Bad Faith and Intent to Use

According to Austrian law, reasons for trade mark invalidity, such as bad faith, can be raised as defences in an infringement action. Such defences have to be decided as preliminary questions.

For deciding on bad faith we have two decisions of the CJEU (Court of Justice of the EU) as guidance, namely C529/07 Chocoladefabriken Lindt & Sprüngli AG and C-320/12 Malaysia Dairy Industries Pte Ltd. It is true that bad faith has been found primarily with regard to breach of loyalty duties or for obstructing third parties who are already using the sign. But it cannot be inferred from them that bad faith is limited to these two cases.

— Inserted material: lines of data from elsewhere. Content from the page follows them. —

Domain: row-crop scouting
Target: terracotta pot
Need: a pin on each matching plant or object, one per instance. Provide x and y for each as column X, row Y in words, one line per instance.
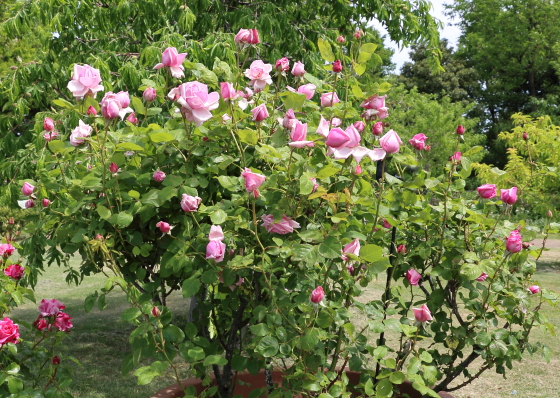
column 258, row 381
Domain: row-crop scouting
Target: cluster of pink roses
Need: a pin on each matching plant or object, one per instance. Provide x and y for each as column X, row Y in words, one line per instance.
column 50, row 314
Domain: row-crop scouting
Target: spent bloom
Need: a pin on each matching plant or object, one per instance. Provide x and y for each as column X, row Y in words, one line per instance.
column 172, row 60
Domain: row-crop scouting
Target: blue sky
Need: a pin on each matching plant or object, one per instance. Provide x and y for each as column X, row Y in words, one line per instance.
column 449, row 32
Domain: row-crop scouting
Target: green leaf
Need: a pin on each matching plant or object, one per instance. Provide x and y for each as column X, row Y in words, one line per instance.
column 248, row 136
column 214, row 360
column 326, row 50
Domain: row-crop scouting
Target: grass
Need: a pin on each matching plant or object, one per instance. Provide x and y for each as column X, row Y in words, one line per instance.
column 99, row 340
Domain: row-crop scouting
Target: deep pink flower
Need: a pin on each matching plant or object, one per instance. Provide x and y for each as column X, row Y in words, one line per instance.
column 317, row 295
column 14, row 271
column 487, row 191
column 509, row 196
column 174, row 61
column 413, row 277
column 285, row 226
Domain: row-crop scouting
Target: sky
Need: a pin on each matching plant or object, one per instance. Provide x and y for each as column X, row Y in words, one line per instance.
column 449, row 32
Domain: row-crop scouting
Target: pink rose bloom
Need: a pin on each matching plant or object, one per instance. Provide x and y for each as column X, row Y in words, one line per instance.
column 285, row 226
column 62, row 322
column 390, row 142
column 227, row 91
column 308, row 90
column 9, row 332
column 216, row 249
column 509, row 196
column 260, row 113
column 6, row 250
column 298, row 70
column 259, row 73
column 79, row 133
column 359, row 125
column 327, row 99
column 50, row 307
column 159, row 176
column 418, row 141
column 534, row 289
column 48, row 124
column 374, row 102
column 289, row 120
column 283, row 65
column 487, row 191
column 115, row 105
column 377, row 128
column 413, row 277
column 50, row 136
column 174, row 61
column 195, row 101
column 514, row 243
column 422, row 314
column 190, row 203
column 163, row 227
column 252, row 181
column 456, row 157
column 298, row 136
column 351, row 248
column 85, row 80
column 27, row 189
column 149, row 94
column 14, row 271
column 482, row 277
column 317, row 295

It has to be clear that under European trade mark law no intent to use the mark for one's own goods or services is necessary. It is sufficient to have an intention to use the trade mark by licensing or by assignment to third parties for their use as is the case with advertising agencies or trade mark designers. However, the application and registration of trade marks with the speculative intent to warn or threaten others to sue those who use the same or similar signs is unlawful and therefore bad faith. Such behaviour can only be deducted from circumstantial evidence such as quantitatively (a multitude of applications) and qualitatively (broad list of goods and services) and eventually on criteria of time as well as the lack of a realistic model for business activities with such trade marks.

The purpose of trade mark law is the use of trade marks as signs of origin. Accordingly the CJEU sees the intent to use as a sign of origin as a decisive criteria in judging bad faith. If it can be shown that from the beginning a trade mark was not intended as sign of origin but to be used to harass third parties then its application was made in bad faith. That is not only the case when the application is aimed against a specific enterprise already using that sign but also when with it threats become possible against unspecific enterprises who would wish to use the sign in future.

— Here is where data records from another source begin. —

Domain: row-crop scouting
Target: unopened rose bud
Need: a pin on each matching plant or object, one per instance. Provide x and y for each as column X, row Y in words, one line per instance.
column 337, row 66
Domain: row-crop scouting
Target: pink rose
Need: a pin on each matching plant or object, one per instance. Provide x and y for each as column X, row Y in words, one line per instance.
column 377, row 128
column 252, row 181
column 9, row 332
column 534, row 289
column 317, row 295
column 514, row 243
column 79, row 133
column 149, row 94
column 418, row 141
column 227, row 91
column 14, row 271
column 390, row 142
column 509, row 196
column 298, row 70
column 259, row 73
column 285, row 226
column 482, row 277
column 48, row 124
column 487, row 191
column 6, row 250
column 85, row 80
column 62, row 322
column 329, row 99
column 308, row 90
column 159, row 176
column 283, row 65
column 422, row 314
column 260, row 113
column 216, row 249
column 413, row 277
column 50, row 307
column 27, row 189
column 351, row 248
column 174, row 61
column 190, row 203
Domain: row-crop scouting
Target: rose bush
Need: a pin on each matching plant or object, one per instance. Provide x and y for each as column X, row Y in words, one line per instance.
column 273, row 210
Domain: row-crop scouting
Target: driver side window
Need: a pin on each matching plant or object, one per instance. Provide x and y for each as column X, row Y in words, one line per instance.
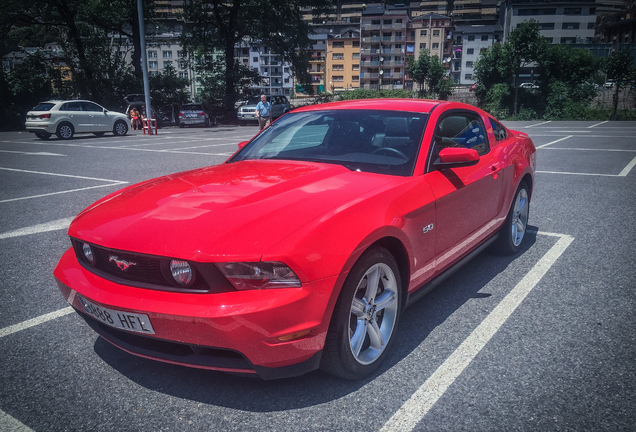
column 462, row 130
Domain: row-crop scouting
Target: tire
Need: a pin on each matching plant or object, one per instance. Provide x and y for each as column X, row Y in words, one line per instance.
column 120, row 128
column 65, row 131
column 514, row 228
column 365, row 317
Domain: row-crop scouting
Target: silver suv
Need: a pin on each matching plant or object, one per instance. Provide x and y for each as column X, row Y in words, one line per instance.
column 247, row 112
column 66, row 118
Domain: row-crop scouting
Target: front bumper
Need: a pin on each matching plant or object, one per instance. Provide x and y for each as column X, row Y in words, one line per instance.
column 33, row 127
column 235, row 332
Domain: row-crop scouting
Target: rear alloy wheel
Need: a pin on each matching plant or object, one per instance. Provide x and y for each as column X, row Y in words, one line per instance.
column 365, row 317
column 120, row 128
column 514, row 229
column 65, row 131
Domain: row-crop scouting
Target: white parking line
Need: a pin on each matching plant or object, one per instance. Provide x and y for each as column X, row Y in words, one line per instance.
column 538, row 124
column 598, row 124
column 555, row 141
column 419, row 404
column 35, row 321
column 36, row 229
column 9, row 424
column 32, row 153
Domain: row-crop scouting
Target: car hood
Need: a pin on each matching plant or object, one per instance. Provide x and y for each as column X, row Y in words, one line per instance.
column 231, row 211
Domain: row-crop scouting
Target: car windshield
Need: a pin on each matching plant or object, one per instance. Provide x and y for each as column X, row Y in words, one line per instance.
column 45, row 106
column 377, row 141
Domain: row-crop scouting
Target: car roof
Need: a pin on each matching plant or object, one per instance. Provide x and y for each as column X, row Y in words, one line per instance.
column 412, row 105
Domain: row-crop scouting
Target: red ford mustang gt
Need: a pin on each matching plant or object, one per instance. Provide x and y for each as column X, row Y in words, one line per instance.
column 301, row 251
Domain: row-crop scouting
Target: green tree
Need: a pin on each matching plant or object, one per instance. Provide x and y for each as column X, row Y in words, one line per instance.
column 619, row 67
column 219, row 25
column 524, row 47
column 167, row 88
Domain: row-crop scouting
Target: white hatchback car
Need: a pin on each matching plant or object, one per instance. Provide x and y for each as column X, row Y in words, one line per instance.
column 66, row 118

In a case recently decided by the Supreme Court of Austria (OGH) (4 Ob98/14m) confirming bad faith, the plaintiff and trade mark owner had applied for a multitude of mostly descriptive trade marks (3,000 Austrian trade marks and 450 Community trade marks) but only registered them in small numbers (120). This proportion is very unusual since statistically only 12% to 15% of all applications are refused. The applicant usually did not pay the application fees and waited until the last minute of the term for payment before withdrawing his applications so that he had to pay no or minimal official fees. That alone speaks already to a speculative intent. In addition there is not the least evidence that the applicant offered concrete marketing concepts or ideas for future business activities together with his trade marks.

The main focus of his activity is to pursue third parties wanting to use such marks. Since marketing agencies usually develop new trade marks together with their client and in connection with concrete goods and services, the application for trade marks in the expectation that enterprises would buy trade marks off the peg is not a comprehensible business model. The intent rather was to draw financial profit from the descriptive and only weak marks that the applicant applied for, which he hoped would be used in advertising by different enterprises, in the expectation that the Patent Office would register a fair amount of them and that many enterprises would shrink from the expenses of a legal defence and prefer to pay a transfer fee. In the weak or descriptive character of all these applications lies strong circumstantial evidence of the intent of the applicant not to use these marks as sign of origin but for unlawful purposes. Since the application was hence made in bad faith the infringement action based on this trade mark had to be dismissed.

This decision of the OGH shows that the concept of bad faith is akin to non-intent to use in a specific facet. Even with intent to use, one might have bad faith but without a sensible concept for use bad faith will easily be found.